Diga-me como te chamas e eu te direi quem és
Sobre o direito ao uso do nome social para travest
Como dizia Simone de Beauvoir: “ninguém nasce mulher, torna-se mulher”. O mesmo vale para os homens. Nasce-se de um sexo, com órgãos dotados para uma determinada missão biológica, reprodutiva, mas viver é sexuar-se, assumir uma identidade de gênero, feminina ou masculina. Essa é uma das mais árduas tarefas de uma existência.
Que o digam os transexuais e travestis, com a cota de incômodos e dores das cirurgias, depilações, remédios e protuberâncias impostas ao corpo. Que o digam as mulheres, pelas mesmas razões. Que o digam cada vez mais homens. Nem sempre nos sentimos de acordo com o sexo com que viemos ao mundo, precisamos nos trajar, fantasiar. Lutamos cotidianamente contra sentimentos contraditórios: de ser uma mulher viril ou um homem afeminado.
A psicanalista francesa Catherine Millot, observou que os transexuais, que pretendem possuir uma alma feminina prisioneira num corpo de homem cuja correção exigem, talvez sejam os únicos que se arvoram de uma identidade sexual monolítica, isenta de dúvidas e perguntas. Pois a estes, assim como a todos aqueles que usam um nome diferente do sexo em que nasceram, o Ministério da Saúde acaba de lhes garantir um direito interessante: o de figurar nos prontuários do SUS, ser atendido e tratado pelo nome com o qual se é conhecido, seu “nome social”.
Ser um homem feminino, não devia ferir seu lado masculino, nem o lado feminino devia sentir-se lesado quando se está sendo uma mulher masculina. A população de gays, lésbicas, travestis, bi e transexuais sofre o cotidiano preconceito por evocar-nos essa incerteza com a qual convivemos. A identidade sexual é decisiva, mas de equilíbrio instável, por isso atacamos paranoicamente todos os que nos lembram disso.
Um transexual precisa estar tomado de certeza para tomar a atitude radical da transformação cirúrgica, o mesmo deve sentir um travesti para assumir sua identidade social. Essas pessoas chegam a um acordo tácito sobre sua aparência e tentarão construí-la de forma que as evidências de fora aplaquem as questões de dentro. Cabe-nos respeitar tal acordo, pois ele é um ponto difícil de atingir.
Passaremos a vida tentando fazer jus ao nome que recebemos que, além de tantos outros desígnios, define nosso sexo. Quando vemos um bebê, se ele não estiver envolvido nas evidências do rosa e azul, ou com um brinco, precisamos perguntar seu nome para saber o sexo.
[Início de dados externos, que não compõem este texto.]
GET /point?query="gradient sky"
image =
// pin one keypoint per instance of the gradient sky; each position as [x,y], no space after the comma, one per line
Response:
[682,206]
O nome é uma imposição de gênero, tanto quanto o órgão com o qual nascemos, assim como as roupas e adereços com as quais nos envolvem desde pequenos.
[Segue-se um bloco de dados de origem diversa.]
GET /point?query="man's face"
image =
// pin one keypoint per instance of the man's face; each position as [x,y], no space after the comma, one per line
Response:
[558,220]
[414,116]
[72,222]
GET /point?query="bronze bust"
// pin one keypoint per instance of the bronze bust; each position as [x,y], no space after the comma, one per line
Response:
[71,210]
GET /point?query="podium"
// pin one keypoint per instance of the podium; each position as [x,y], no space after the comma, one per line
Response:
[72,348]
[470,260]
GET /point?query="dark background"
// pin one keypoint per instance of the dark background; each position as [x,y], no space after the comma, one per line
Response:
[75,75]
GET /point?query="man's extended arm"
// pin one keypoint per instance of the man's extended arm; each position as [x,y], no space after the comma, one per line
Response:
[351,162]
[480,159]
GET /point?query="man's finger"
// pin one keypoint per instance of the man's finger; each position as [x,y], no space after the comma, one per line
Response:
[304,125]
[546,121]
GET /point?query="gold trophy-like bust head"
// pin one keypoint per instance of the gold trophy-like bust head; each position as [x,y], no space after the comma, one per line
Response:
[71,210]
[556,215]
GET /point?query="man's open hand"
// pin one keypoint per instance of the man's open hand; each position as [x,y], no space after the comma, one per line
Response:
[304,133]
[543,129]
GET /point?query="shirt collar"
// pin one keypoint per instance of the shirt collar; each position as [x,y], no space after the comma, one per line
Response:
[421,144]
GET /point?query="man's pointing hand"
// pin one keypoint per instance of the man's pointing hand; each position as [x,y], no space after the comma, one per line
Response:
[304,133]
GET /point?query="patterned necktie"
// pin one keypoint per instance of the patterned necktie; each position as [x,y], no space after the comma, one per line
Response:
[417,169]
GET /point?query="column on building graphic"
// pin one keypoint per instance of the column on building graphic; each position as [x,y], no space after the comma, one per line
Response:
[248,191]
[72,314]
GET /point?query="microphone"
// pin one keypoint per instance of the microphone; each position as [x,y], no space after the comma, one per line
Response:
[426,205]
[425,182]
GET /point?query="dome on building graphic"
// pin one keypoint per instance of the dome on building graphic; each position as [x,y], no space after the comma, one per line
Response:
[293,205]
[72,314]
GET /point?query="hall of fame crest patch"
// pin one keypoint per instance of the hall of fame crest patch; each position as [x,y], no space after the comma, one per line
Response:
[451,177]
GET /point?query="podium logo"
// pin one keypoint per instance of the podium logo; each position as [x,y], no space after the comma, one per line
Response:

Cabe-nos respeitar a presença, o convívio e a coragem necessária àqueles que não puderam ou quiseram se ater às comodidades do óbvio, de viver a identidade que o nome de batismo e o órgão sexual lhes designou. É imprescindível tratá-los em todas as instâncias pelo nome com o qual conseguem viver. Nega-los não vai atenuar nossas dúvidas ou ambivalências.